This story began with a man named Marcello Pellegrino Ernetti (1925-1992), who was born in Italy. He was a respected Catholic who devoted his whole life to the service of the church. He had many followers and students.
He was also known as an exorcist, one of the most popular in Venice, a musician, a Bible student, and also a scientist. And one day, just before the outbreak of World War II, he made the strange claim that he was part of a group that had created a time travel machine they called the Chronovisor.
Other members of the 12-member group are believed to have included Enrico Fermi and Wernher von Braun, the famous Italian physicist and no less famous German rocket scientist.
Ernetti further stated that through the Chronovisor, which outwardly resembled a television with a screen and a special keypad, he saw with his own eyes the speeches of Cicero, Napoleon and scenes with the participation of Jesus Christ.
In support of his statement, he showed a certain photo with Jesus, which was allegedly taken by the Chronovisor.
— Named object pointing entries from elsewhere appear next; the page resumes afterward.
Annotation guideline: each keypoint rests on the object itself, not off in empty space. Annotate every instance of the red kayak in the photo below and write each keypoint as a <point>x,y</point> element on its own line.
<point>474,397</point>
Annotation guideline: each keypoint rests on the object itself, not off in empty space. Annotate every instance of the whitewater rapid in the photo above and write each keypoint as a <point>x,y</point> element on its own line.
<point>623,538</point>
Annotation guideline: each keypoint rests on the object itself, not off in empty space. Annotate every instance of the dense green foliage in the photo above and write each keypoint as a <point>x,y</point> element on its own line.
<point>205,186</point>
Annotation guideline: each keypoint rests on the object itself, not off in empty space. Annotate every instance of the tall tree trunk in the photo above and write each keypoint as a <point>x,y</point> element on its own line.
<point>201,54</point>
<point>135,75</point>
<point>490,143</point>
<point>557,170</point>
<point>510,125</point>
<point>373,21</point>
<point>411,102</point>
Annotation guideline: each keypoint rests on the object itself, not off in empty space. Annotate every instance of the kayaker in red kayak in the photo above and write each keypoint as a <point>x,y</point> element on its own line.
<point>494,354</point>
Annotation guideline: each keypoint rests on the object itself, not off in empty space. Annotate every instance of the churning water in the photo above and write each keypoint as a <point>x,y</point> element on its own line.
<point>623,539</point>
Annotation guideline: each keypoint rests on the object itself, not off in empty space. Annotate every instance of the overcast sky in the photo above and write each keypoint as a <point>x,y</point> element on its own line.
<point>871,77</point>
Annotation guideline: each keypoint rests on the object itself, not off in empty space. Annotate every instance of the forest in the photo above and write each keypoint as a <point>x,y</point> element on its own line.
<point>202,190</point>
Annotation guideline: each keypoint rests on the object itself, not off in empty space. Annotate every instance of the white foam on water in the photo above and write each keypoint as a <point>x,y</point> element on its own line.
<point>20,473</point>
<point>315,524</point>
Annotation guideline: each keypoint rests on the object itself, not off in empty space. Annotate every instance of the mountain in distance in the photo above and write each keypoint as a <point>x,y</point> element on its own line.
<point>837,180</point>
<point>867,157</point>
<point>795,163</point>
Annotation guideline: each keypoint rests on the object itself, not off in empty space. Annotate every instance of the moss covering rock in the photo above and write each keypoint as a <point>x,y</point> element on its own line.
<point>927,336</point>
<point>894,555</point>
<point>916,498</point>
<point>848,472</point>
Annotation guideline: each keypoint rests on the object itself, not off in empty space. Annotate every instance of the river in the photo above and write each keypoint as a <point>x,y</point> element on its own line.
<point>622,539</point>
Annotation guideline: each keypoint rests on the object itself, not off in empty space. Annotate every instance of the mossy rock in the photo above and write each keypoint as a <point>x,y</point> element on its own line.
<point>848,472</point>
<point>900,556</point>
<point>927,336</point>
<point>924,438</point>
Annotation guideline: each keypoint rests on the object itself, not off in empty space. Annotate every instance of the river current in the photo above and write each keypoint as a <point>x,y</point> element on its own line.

News of the time travel machine spread like wildfire. Many believers sincerely believed that the Vatican now possesses a mysterious and powerful device that allows people not only to return to the past, but also to film and observe what is happening in real time.
This photo was published in 1972 in the Italian magazine La Domenica del Corriere as the same picture of the Chronovisor. And it was quickly proven that it was a fake, as the image exactly copied the old postcard.
This seriously shattered faith in Ernetti’s words and the existence of the Chronovisor, although Ernetti himself indicated that the published photo was not related to the Chronovisor, since their machine did not give such a clear picture.
In an attempt to prove his point, Ernetti also published a transcript of a lost play by Quintus Ennius in Latin, also claimed to have been obtained with the Chronovisor.
And a friend of Ernetti named François Brunet said that real evidence of the existence of the Chronovisor, including a genuine photo of Christ, was destroyed during the Second World War, shortly after Ernetti’s statements, as Pope Pius XII and Benito Mussolini decided that this posed a threat to society .
Under their pressure, according to Brunet, Ernetti shut down the Chronovisor project and likely dismantled the device. But Brunet himself did not really believe in the latter, believing that the Chronovisor could be stored somewhere in the archives of the Vatican and maybe they were still secretly using it.
Much of what we know about the Chronovisor was published in Brunet’s 2002 book Le Nouveau Mystère du Vatican. Since Ernetti died 10 years before, unfortunately, it is not known which of this can be true and which is fiction.
Savvy researchers may agree that, while time travel may indeed be possible, the Chronovisor is a not necessarily a medium for it. Physicist and cosmologist Stephen Hawking has discussed the possibilities of time travel, explaining in one instance, “If we want to travel into the future, we just need to go fast. Really fast. And I think the only way we’re ever likely to do that is by going into space.”
Physicist Fred Alan Wolf has suggested that time travel is possible because “it really has to do with a rather delicate relationship that exists between mind and matter…[W]hat time travel is really all about is learning how to move in and out of that realm where things get defined by the mind.”
The Chronovisor has stood the test of time as a Vatican mystery for the ages.